Gold continues to suffer from stronger US dollar and rising returns
Market report Michael Blumenroth – 25.11.2016
Weekly market report
The past week has been a déjà vu, repeating the same patterns we saw a week earlier, with gold sales rising as the precious metal remained under pressure from two sides.
On the one hand, the US dollar has continued its upward trend. The DXY index, which measures the strength of the US dollar against several of other currencies, climbed to a new 14-year high a number of times and even did so yesterday in spite of the Thanksgiving holiday. This means that gold, for investors outside of the US currency area, is becoming more expensive, because it is traded against the US dollar on the global market. This is significant also for Indian investors – next to China, India has the largest global demand for physical gold. The Indian rupee fell to a new yearly low yesterday, which of course further drives the price for gold in the currency. The euro also fell, to its second-lowest level since March 2015, and Asian currencies in particular are currently experiencing massive losses against the US dollar.
The second factor negatively influencing the gold price continues to be bond returns, which continued to climb throughout the week, especially in the US. This week, two-year US government bonds had a return of 1.15 per cent and ten-year bonds were just under 2.4 per cent.

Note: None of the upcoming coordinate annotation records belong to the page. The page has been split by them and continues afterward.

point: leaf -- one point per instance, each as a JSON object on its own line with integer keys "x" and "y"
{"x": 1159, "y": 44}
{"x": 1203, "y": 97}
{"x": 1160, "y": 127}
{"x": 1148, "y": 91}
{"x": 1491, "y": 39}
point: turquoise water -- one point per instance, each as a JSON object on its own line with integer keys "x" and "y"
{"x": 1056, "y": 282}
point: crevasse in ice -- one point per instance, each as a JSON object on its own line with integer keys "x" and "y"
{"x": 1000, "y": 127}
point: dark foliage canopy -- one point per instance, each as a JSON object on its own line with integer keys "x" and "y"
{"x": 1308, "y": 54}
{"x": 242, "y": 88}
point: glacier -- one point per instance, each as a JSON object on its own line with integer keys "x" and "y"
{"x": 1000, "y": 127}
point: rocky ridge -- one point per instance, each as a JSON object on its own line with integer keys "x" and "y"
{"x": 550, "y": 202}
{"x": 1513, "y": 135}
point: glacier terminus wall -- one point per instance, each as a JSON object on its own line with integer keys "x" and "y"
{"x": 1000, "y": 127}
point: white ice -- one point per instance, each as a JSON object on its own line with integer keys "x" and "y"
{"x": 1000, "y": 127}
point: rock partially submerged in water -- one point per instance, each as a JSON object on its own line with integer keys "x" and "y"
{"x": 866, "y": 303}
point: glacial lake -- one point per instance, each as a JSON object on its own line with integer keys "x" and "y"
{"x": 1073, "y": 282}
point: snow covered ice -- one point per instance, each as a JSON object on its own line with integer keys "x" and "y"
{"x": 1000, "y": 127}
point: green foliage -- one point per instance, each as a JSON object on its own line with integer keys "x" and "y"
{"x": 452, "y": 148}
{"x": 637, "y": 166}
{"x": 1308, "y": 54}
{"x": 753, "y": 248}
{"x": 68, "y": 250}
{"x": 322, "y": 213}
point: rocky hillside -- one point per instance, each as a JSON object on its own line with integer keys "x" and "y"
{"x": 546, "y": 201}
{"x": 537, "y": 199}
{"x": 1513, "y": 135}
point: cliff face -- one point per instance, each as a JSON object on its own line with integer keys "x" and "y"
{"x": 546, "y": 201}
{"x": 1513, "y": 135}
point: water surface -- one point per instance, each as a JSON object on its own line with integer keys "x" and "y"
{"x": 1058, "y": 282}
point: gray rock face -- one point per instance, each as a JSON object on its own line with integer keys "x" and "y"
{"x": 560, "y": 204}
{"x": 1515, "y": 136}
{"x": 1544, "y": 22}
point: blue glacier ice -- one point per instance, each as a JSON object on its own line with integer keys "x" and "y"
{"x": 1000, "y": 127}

This makes it tough to compete with for the zero-return investment product gold. In addition, expectations across the markets for a further interest rate hike of 25 basis points by the Fed on 14 December are now at 100 per cent.

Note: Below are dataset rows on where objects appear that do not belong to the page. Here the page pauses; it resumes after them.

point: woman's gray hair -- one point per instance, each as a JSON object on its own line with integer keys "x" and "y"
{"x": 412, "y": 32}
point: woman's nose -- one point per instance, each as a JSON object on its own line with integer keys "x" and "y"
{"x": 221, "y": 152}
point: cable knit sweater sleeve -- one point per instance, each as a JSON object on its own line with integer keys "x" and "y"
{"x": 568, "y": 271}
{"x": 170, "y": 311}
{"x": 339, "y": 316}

All of this of course contributed negatively to the gold prices. The situation worsened on Wednesday, when the 1,200 US$/ounce mark broke down and major investors started selling their positions to limit their losses.
While gold traded at 1,207 US$/ounce exactly a week ago and remained at a stable 1,221 US$/ounce until Tuesday, its downward turn on Wednesday took it from 1,215 US$/ounce to 1,183 US$/ounce. The above mentioned increased selling activity started after the 1,200 US$/ounce mark was broken. After the US derivatives markets reopened last night (European time) and the returns of ten-year government bonds quickly climbed by five basis points, gold stumbled to its weekly low of 1,171.50 US$/ounce. On the brighter side, the gold price has since recovered to 1,190 US$/ounce – within an astonishing six hours.
As already seen last week, investors in the euro zone saw the price decline somewhat dampened by the weaker euro, but less so since last night’s euro resurgence. From 36.60 €/gram exactly a week ago, the price climbed to its weekly high at 36.85 €/gram on Tuesday. Following the losses experienced by the most precious of metals since Wednesday afternoon, the price of Xetra-Gold at the start of trading this morning fell to 36.00 €/gram – its weekly low – and currently trades only slightly stronger at 36.05 €/gram.
In the near future, the further development of the gold prices will remain heavily dependent upon the development of bond returns and the US dollar. The current trends would have to slow or turn around in order for the gold price to sustainably recover (a development still predicted by a number of analysts).
I wish all of our readers a relaxing first Advent weekend.